ERSPAN tunnel package header ERSPAN
tunnels allow Linux hosts to act as ERSPAN traffic sources and send mirrored ERSPAN traffic either to a remote host or to an ERSPAN destination that receives and processes ERSPAN packets generated by Cisco switches or other devices that support ERSPAN. A similar system can be used to analyze and diagnose the network, to detect malicious traffic.

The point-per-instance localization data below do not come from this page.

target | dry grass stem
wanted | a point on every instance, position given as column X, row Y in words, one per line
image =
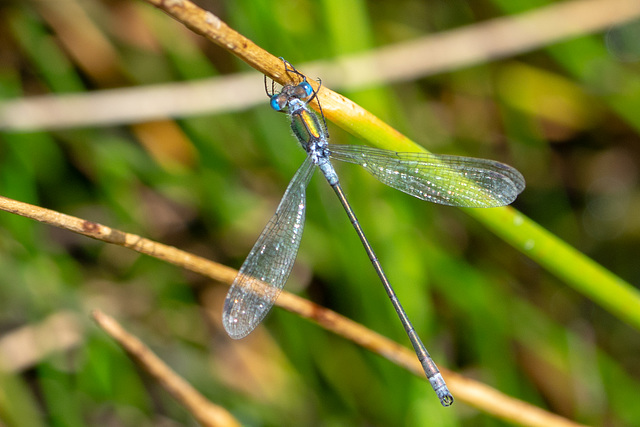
column 204, row 411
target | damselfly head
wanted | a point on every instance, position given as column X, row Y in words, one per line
column 279, row 101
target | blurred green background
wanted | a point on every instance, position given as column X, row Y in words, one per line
column 565, row 115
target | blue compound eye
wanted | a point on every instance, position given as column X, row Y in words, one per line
column 308, row 90
column 278, row 102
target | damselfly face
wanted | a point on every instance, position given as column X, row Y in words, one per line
column 302, row 91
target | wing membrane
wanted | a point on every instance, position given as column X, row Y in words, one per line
column 267, row 268
column 447, row 180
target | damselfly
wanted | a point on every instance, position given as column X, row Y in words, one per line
column 448, row 180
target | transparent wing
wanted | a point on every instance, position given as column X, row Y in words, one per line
column 267, row 268
column 448, row 180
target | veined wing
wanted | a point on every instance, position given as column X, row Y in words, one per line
column 267, row 268
column 448, row 180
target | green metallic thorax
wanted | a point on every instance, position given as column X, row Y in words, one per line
column 306, row 126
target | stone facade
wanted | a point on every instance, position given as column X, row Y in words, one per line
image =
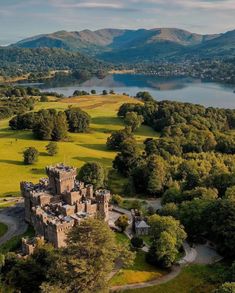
column 57, row 203
column 139, row 224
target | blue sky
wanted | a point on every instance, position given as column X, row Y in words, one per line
column 23, row 18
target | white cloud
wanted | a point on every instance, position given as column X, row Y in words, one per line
column 88, row 4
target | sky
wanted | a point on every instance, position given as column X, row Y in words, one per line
column 24, row 18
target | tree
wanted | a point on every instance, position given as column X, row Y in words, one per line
column 88, row 259
column 51, row 125
column 26, row 274
column 145, row 96
column 93, row 173
column 157, row 172
column 126, row 160
column 122, row 222
column 171, row 195
column 44, row 98
column 30, row 155
column 137, row 242
column 52, row 148
column 167, row 236
column 169, row 209
column 192, row 215
column 60, row 127
column 117, row 138
column 78, row 120
column 133, row 120
column 117, row 199
column 226, row 288
column 220, row 225
column 230, row 193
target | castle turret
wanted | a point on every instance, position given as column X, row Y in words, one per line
column 103, row 198
column 61, row 178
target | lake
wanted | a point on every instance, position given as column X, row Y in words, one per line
column 177, row 89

Linux currently supports most of the features of the two versions of ERSPAN - v1 (type II) and v2 (type III).
Here's how to create ERSPAN tunnels:
# ip link add dev erspan1 type erspan local LOCAL_IPv4_ADDR remote REMOTE_IPv4_ADDR seq key KEY erspan_ver 1 erspan IDX
You can also do this:
# ip link add dev erspan1 type erspan local LOCAL_IPv4_ADDR remote REMOTE_IPv4_ADDR seq key KEY erspan_ver 2 erspan_dir DIRECTION erspan_hwid HWID
Add a tc filter to monitor traffic:
# tc qdisc add dev MONITOR_DEV handle ffff: ingress
# tc filter add dev MONITOR_DEV parent ffff: matchall skip_hw action mirred egress mirror dev erspan1
Summary
We have covered quite a few tunneling technologies in Linux here. Here is a summary table for them.
Tunnel / Connection Type | Outer header | Encapsulated Header | Inner header |
ipip | IPv4 | None | IPv4 |
sit | IPv4 | None | IPv4 / IPv6 |
ip6tnl | IPv4 | None | IPv4 / IPv6 |
vti | IPv4 | IPsec | IPv4 |
vti6 | IPv6 | IPsec | IPv6 |
gre | IPv4 | GRE | IPv4 / IPv6 |
gretap | IPv4 | GRE | Ether + IPv4 / IPv6 |
gre6 | IPv6 | GRE | IPv4 / IPv6 |
gre6tap | IPv6 | GRE | Ether + IPv4 / IPv6 |
fou | IPv4 / IPv6 | UDP | IPv4 / IPv6 / GRE |
gue | IPv4 / IPv6 | UDP + GUE | IPv4 / IPv6 / GRE |
geneve | IPv4 / IPv6 | UDP + Geneve | Ether + IPv4 / IPv6 |
erspan | IPv4 | GRE + ERSPAN | IPv4 / IPv6 |
ip6erspan | IPv6 | GRE + ERSPAN | IPv4 / IPv6 |
Please note that all tunnels, the creation examples of which are shown here, exist only until the server reboots. If you want to create a tunnel that recovers after rebooting, consider using a daemon to configure the network, like NetworkManager , or use the appropriate mechanism from the Linux distribution you are using.
Dear readers! What Linux tunnels do you use?